OM-Mediengruppe: "Den großen Wurf, um Deutschland für die nächste Omikron-Welle zu rüsten, bleiben Bund und Länder schuldig. Dabei wird die neue Virusvariante auch hierzulande bald dominieren. Wir bräuchten daher, wie Ministerpräsident Hendrik Wüst (CDU) aus Düsseldorf sagte, einen "Schutzwall gegen Omikron" – zumindest vorerst. Dass die Entscheidungen vom Dienstag in der Summe einen solchen Schutzwall ergeben, lässt sich leider nicht erkennen. Wäre nicht mehr möglich gewesen? Gerade jetzt, in den Ferien, wäre Gelegenheit, drastische Maßnahmen für eine überschaubare Zeit von wenigen Wochen einzuführen. Einfach, um die Ausbreitung von Omikron zu verlangsamen und Zeit zu gewinnen, die Gefährlichkeit der Virusvariante ausreichend zu studieren. Dass, was jetzt kommt, ist mal wieder: zu wenig, zu zögerlich."
"Badische Zeitung": "Dennoch bleiben große Zweifel, ob alles unternommen worden ist, um dem Land eine Belastung zu ersparen, die größer sein könnte als alles, was bisher in der Pandemie zu ertragen gewesen ist. Die Maßnahmen greifen in der Hauptsache erst nach Weihnachten.
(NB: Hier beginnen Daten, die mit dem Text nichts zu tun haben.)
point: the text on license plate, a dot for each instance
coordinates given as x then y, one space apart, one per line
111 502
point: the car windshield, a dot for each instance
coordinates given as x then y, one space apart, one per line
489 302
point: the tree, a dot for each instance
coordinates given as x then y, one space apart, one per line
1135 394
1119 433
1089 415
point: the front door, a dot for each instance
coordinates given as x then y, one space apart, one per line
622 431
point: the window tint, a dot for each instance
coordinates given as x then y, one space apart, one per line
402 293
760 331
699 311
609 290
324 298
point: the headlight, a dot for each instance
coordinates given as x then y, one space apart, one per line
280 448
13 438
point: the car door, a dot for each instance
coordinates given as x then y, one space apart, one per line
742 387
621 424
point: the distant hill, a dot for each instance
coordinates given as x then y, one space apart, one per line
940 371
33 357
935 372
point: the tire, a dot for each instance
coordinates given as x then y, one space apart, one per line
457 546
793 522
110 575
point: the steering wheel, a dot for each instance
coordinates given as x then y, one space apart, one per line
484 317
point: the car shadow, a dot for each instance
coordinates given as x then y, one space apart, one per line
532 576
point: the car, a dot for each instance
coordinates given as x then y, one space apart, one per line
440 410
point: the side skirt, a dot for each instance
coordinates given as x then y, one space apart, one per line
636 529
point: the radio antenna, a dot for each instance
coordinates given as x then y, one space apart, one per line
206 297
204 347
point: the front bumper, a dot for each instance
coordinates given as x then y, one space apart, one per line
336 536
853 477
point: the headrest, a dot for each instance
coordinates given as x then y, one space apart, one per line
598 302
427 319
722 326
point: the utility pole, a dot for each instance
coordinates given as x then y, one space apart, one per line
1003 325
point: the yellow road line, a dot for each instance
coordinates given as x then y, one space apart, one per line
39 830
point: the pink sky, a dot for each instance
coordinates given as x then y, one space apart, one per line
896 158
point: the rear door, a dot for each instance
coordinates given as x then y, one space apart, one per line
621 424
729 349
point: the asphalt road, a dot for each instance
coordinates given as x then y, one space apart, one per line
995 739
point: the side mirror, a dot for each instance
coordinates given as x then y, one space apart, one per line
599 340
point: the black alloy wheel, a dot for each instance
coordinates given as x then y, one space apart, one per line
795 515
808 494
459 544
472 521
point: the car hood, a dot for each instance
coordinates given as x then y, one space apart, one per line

Die neue Obergrenze für private Zusammenkünfte für Geimpfte etwa gilt erst von 28. Dezember an. Das Virus feiert aber Weihnachten mit, ist bei den Gottesdiensten dabei und freut sich an groß angelegten Familientreffen. Und es geht in Gaststätten und begleitet gerne beim Einkaufen. Es sind also große Lebensbereiche von Einschränkungen ganz oder jedenfalls zeitlich befristet ausgenommen. Ministerpräsidenten und Kanzler laden sich damit eine große Verantwortung auf. Sie hatten für ihre Entscheidungen eine ausreichende Faktenbasis. Sie sollten also wissen, was sie tun."
"Rheinpfalz": "Während Experten mit Blick auf die Omikron-Variante von einer Infektionswelle von bisher nicht beobachteter Dynamik sprechen, reagieren Bund und Länder so, als ginge es nicht um die Gesundheit der Bürger, sondern um das Sammeln von Sympathiepunkten. (...) Man staunt. Denn das Ziel muss ein anderes sein: Es geht darum, eine Überlastung des Gesundheitswesens abzuwenden und die Gefahr zu bannen, dass Feuerwehrleute, Polizisten oder Ärzte infektionsbedingt massenweise ausfallen. (...) Nun greifen die schärferen Kontaktbeschränkungen erst in einer Woche, als ob das Virus eine Weihnachtspause einlegen würde."
"Weser-Kurier": "Es fehlt im Bund und in vielen Bundesländern eine Strategie. Die zwischenzeitliche Schließung von Impfzentren wie in Bremen, das Chaos um den Nachschub an Impfstoffen, ausverkaufte Selbsttests und immer neue Booster-Fristen verunsichern die Menschen. Und nun haben auch noch Scholz und Lauterbach den RKI-Chef Lothar Wieler regelrecht abgemeiert. Der hatte sich im Vorfeld des Treffens für "maximale Kontaktbeschränkungen" ausgesprochen."
"Die Glocke": "Was auf Deutschland zurollt wird keine Welle mehr, sondern nach den Prognosen der Experten ein Tsunami. (...) Kontaktbeschränkungen in sieben Tagen sind eine Ewigkeit weit entfernt von sofort. In Clubs und Diskotheken, darf noch einmal gefeiert werden, die Zehn-Personen-Regel gilt für Silvester, aber nicht für Weihnachten. Warum nicht? Unverständlich. Niemand hätte mit dieser Regelung alleine unter Weihnachtsbaum gesessen. Angesichts sich verdoppelnder Infektionszahlen in immer kürzeren Zeitspannen ist dieses Zaudern unverantwortlich. Es kostet Menschenleben. Die Politik hat nach zwei Jahren Krisenmanagement noch immer nicht gelernt, einmal richtig auf die Bremse zu treten, sie schaltet wieder nur einen Gang runter - bis zur nächsten Beratungsrunde. Das macht genauso mürbe wie die Pandemie."